The rest of the day was spent in blissful sailing out on Tampa Bay. We were going no place in particular. A steady 15 knots of wind out of the east made for excellent sailing weather. Our boat speed maxed out at 8.2 knots in 15 knots of wind on a close reach (sailing at 60 degrees into the wind). What a relaxing, exhilarating way to spend an afternoon! Cindy and I worked well together tacking and jibing and trimming the sails. After a while, I asked her to let me single-hand our vessel and found that I could handle the sails alone without difficulty. That’s good to know. The plan will be, over time, to get Cindy to be able to handle Beatitude confidently under sail or power.
We anchored for the evening at De Soto Point and settled in for an evening of relaxation. Cindy worked on her art. She produced an amazing textural drawing of Albert Einstein. While she actually made art, I watched some lectures on the history of art. We enjoyed a nice spaghetti dinner aboard. We retired for the evening fairly early, but I slept uncomfortably due to my irrational fear of docking.
The next morning we had breakfast and did a few boat chores. Around noon, we decided to weigh anchor and return to Regatta Pointe. Preparations were made, the engines were started, and I eased the boat forward while Cindy pushed the “up” button on the electric windlass (the device which pulls up and lets out the anchor). Nothing happened! After two hours of reading the instruction manual and climbing in and out of hatches… no success. We were not even able to bypass the electrical operation and manually operate the windlass with a winch handle. Only one choice remained if we did not want to be permanently anchored there. Cindy took the helm and eased Beatitude forward while I manually pulled in the chain and anchor hand-over-hand. I’m a little sore today, but it worked and we were soon underway.
About a quarter of a mile from Regatta Pointe, with my phobia of docking already well in gear at this time, things were looking okay with the wind actually decreased to about 12 knots. Out of nowhere, a squall appeared with winds steady at over 20 knots, gusting higher. Rain began pelting us both as I pulled into the marina. Although I would have liked to head right back out to open waters, I figured I had no choice but to attempt to dock the boat in 20 knots of wind and rain.

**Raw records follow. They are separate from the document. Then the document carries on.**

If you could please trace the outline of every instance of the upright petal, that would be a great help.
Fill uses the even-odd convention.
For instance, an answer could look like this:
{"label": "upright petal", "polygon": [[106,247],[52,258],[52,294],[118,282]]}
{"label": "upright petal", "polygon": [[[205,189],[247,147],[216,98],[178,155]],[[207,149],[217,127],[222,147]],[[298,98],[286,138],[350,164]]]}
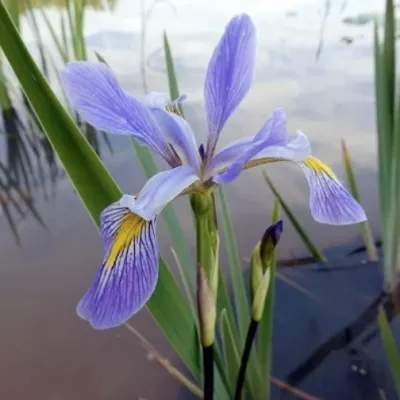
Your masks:
{"label": "upright petal", "polygon": [[61,80],[72,106],[95,128],[133,135],[163,157],[170,156],[149,109],[120,88],[108,66],[71,62],[62,70]]}
{"label": "upright petal", "polygon": [[249,136],[235,140],[224,147],[206,165],[206,177],[211,177],[229,167],[234,161],[243,156],[243,154],[252,147],[253,143],[254,136]]}
{"label": "upright petal", "polygon": [[[213,180],[216,183],[228,183],[236,179],[245,167],[277,160],[303,161],[310,155],[311,145],[304,133],[297,132],[297,135],[288,141],[286,116],[283,110],[278,108],[242,154],[225,170],[216,173]],[[215,158],[222,157],[217,154]]]}
{"label": "upright petal", "polygon": [[330,225],[349,225],[367,219],[361,205],[321,160],[308,157],[298,164],[310,186],[311,215],[316,221]]}
{"label": "upright petal", "polygon": [[255,53],[256,32],[250,17],[234,17],[214,50],[204,84],[209,158],[225,122],[250,89]]}
{"label": "upright petal", "polygon": [[133,213],[152,220],[170,201],[198,179],[193,168],[182,165],[154,175],[136,198],[124,196],[122,202]]}
{"label": "upright petal", "polygon": [[155,219],[146,221],[120,202],[101,214],[104,259],[77,313],[96,329],[126,322],[150,298],[157,283]]}
{"label": "upright petal", "polygon": [[281,108],[272,112],[271,118],[263,125],[254,138],[255,141],[265,141],[268,146],[286,146],[288,143],[286,114]]}
{"label": "upright petal", "polygon": [[293,157],[292,150],[298,148],[297,144],[297,138],[288,144],[286,116],[282,109],[277,108],[255,136],[239,139],[215,155],[207,165],[207,174],[219,175],[218,172],[229,167],[224,177],[216,178],[216,182],[226,183],[234,179],[249,160],[260,158],[260,153],[267,155],[268,152],[276,157],[276,153],[282,156],[286,152],[286,156]]}
{"label": "upright petal", "polygon": [[194,133],[186,120],[173,112],[178,110],[176,104],[170,103],[164,93],[150,93],[145,101],[158,123],[164,140],[172,145],[182,164],[189,164],[199,170],[200,155]]}

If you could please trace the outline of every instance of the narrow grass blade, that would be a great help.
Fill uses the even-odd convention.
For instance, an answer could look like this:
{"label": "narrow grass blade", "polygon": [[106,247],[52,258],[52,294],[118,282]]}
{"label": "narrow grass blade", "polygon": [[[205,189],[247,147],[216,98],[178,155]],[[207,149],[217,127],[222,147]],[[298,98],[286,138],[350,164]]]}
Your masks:
{"label": "narrow grass blade", "polygon": [[[343,139],[341,141],[341,144],[342,144],[342,159],[343,159],[344,168],[346,170],[347,182],[348,182],[348,185],[350,188],[350,192],[353,195],[353,197],[361,204],[361,197],[360,197],[360,193],[358,191],[357,181],[356,181],[356,177],[354,175],[354,170],[353,170],[353,165],[351,162],[350,153],[347,150],[346,143]],[[368,221],[361,222],[359,224],[359,226],[360,226],[361,235],[362,235],[364,243],[365,243],[365,248],[367,249],[368,259],[370,261],[377,261],[378,260],[378,251],[376,249],[374,238],[372,236],[372,231],[371,231]]]}
{"label": "narrow grass blade", "polygon": [[243,270],[241,267],[235,234],[229,216],[228,203],[222,187],[218,187],[217,197],[219,208],[221,210],[222,231],[226,242],[226,253],[228,255],[229,271],[233,287],[233,302],[238,321],[239,343],[244,344],[247,326],[250,320],[249,301],[246,295]]}
{"label": "narrow grass blade", "polygon": [[133,333],[142,343],[144,349],[149,352],[150,360],[155,359],[161,367],[163,367],[173,378],[177,379],[179,383],[185,386],[196,397],[203,398],[203,391],[188,378],[183,375],[177,368],[175,368],[165,357],[163,357],[156,347],[137,329],[129,324],[125,324],[129,332]]}
{"label": "narrow grass blade", "polygon": [[240,367],[240,353],[236,346],[235,333],[225,308],[221,310],[219,322],[226,373],[229,380],[229,388],[232,389],[232,395]]}
{"label": "narrow grass blade", "polygon": [[[276,199],[272,212],[271,224],[275,224],[280,219],[281,202]],[[282,207],[283,208],[283,207]],[[275,304],[275,277],[276,277],[276,251],[272,257],[270,265],[271,280],[269,284],[267,299],[265,300],[264,313],[258,327],[257,353],[260,363],[261,381],[264,383],[262,396],[260,398],[270,398],[271,388],[271,362],[272,362],[272,328],[274,323],[274,304]]]}
{"label": "narrow grass blade", "polygon": [[[235,321],[237,321],[237,324],[235,324],[235,321],[233,321],[230,317],[230,324],[231,326],[238,327],[234,335],[234,340],[236,341],[236,346],[240,348],[240,351],[242,351],[247,336],[247,329],[250,323],[250,306],[246,294],[245,281],[243,278],[243,270],[241,267],[238,247],[229,215],[228,203],[222,187],[217,188],[216,197],[218,198],[219,203],[220,220],[222,222],[222,232],[225,237],[226,253],[228,255],[229,271],[233,287],[233,296],[231,302],[234,304],[233,313],[236,317]],[[230,358],[232,357],[234,356],[231,355]],[[226,367],[229,368],[228,365]],[[253,396],[256,396],[260,391],[261,382],[259,379],[260,374],[257,369],[257,357],[255,356],[254,352],[250,354],[246,377],[246,386],[248,390]]]}
{"label": "narrow grass blade", "polygon": [[378,309],[378,324],[397,395],[400,397],[400,354],[382,306]]}
{"label": "narrow grass blade", "polygon": [[[164,56],[167,67],[168,87],[171,100],[179,97],[178,80],[176,79],[175,65],[171,54],[171,46],[169,45],[167,33],[164,32]],[[181,105],[178,105],[180,113],[183,115]]]}
{"label": "narrow grass blade", "polygon": [[286,202],[283,200],[282,196],[278,192],[278,189],[272,183],[271,179],[268,177],[268,175],[265,171],[263,171],[263,176],[264,176],[264,179],[267,182],[268,186],[270,187],[272,193],[274,194],[274,196],[278,199],[279,203],[281,204],[283,210],[285,211],[285,214],[289,218],[289,221],[291,222],[291,224],[293,225],[293,227],[296,229],[297,233],[299,234],[299,236],[300,236],[301,240],[303,241],[304,245],[306,246],[306,248],[310,251],[310,253],[313,255],[313,257],[315,257],[317,260],[326,262],[325,256],[322,254],[322,252],[320,250],[318,250],[317,246],[313,243],[310,236],[303,229],[299,220],[294,215],[294,213],[290,210],[290,208],[286,204]]}
{"label": "narrow grass blade", "polygon": [[[82,202],[98,226],[101,211],[118,200],[121,191],[52,92],[2,1],[0,45]],[[192,313],[162,259],[157,287],[147,307],[193,376],[200,380],[197,333]],[[216,393],[219,398],[227,399],[219,374],[216,375]]]}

Fortunately, conditions did let up just as I rounded the end of the marina toward our slip. Two friendly neighbors saw us coming in and offered to help us out with our lines (which we gladly accepted). Cindy had a little fear of her own concerning getting from the boat to the dock to tie the lines, so her prayer was answered when help arrived. By the grace of God, I was able to maneuver the boat perfectly and guided her into the slip without major incident. We then spent another 3 or 4 hours, tidying up lines and cleaning and closing up the boat.

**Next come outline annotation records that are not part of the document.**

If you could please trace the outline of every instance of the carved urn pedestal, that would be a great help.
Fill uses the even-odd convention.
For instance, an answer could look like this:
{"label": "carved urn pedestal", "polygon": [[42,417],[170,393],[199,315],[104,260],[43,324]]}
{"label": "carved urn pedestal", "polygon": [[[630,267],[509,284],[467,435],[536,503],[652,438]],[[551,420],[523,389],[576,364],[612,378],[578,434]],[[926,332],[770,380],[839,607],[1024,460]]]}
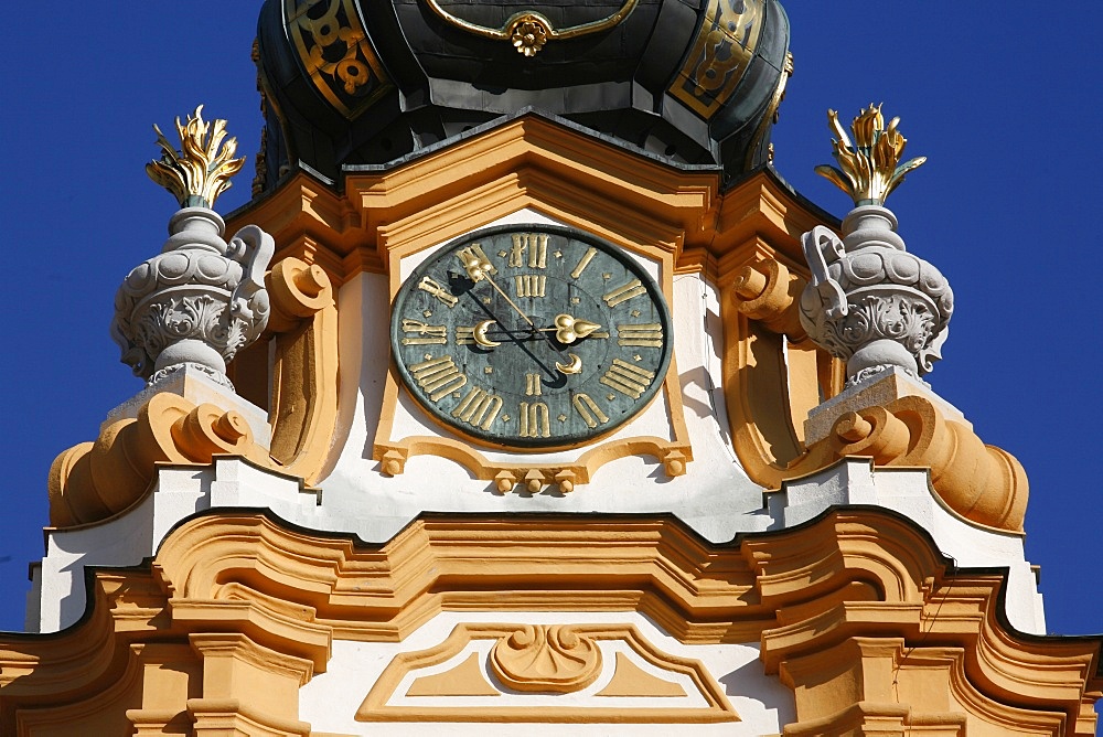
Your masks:
{"label": "carved urn pedestal", "polygon": [[224,229],[213,210],[178,211],[161,253],[135,267],[116,293],[111,335],[122,362],[151,384],[188,365],[233,389],[226,363],[267,324],[272,238],[246,225],[227,243]]}

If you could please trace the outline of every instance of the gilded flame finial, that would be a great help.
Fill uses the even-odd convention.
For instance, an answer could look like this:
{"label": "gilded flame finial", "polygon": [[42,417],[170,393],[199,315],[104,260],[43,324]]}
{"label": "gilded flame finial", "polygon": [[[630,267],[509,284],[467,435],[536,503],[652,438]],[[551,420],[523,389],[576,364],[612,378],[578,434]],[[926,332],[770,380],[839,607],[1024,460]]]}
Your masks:
{"label": "gilded flame finial", "polygon": [[176,118],[181,151],[176,151],[161,129],[153,126],[162,152],[160,161],[146,164],[146,173],[169,190],[181,207],[213,207],[218,195],[229,189],[229,178],[245,164],[245,157],[234,158],[236,138],[229,138],[223,145],[226,121],[215,119],[206,122],[202,113],[203,106],[200,105],[193,115],[188,116],[184,125]]}
{"label": "gilded flame finial", "polygon": [[900,163],[908,139],[897,130],[900,118],[892,118],[888,127],[885,126],[880,105],[870,103],[869,108],[850,124],[857,146],[850,142],[838,121],[838,113],[827,110],[827,120],[837,136],[832,139],[832,148],[840,169],[821,164],[816,173],[849,194],[855,205],[885,204],[885,199],[903,181],[904,174],[927,161],[927,157],[917,157]]}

We had a great time together on Beatitude. We both feel we are still novices at this whole sailing and boating business, so we count it a success that we took a 42 ft. by 25 ft. sailing catamaran out in 15 – 20 knot winds for two days by ourselves and returned relatively unscathed (Unfortunately, Cindy had a misstep and injured her left shoulder). We were dealt some adversity by the inoperable windless and the inopportunely-timed squall, but we dealt with it and succeeded. This was the first of many such adventures. For the next 2 to 3 years, we will have many such excursions in preparation for the day when we cast off our lines and head out for distant places.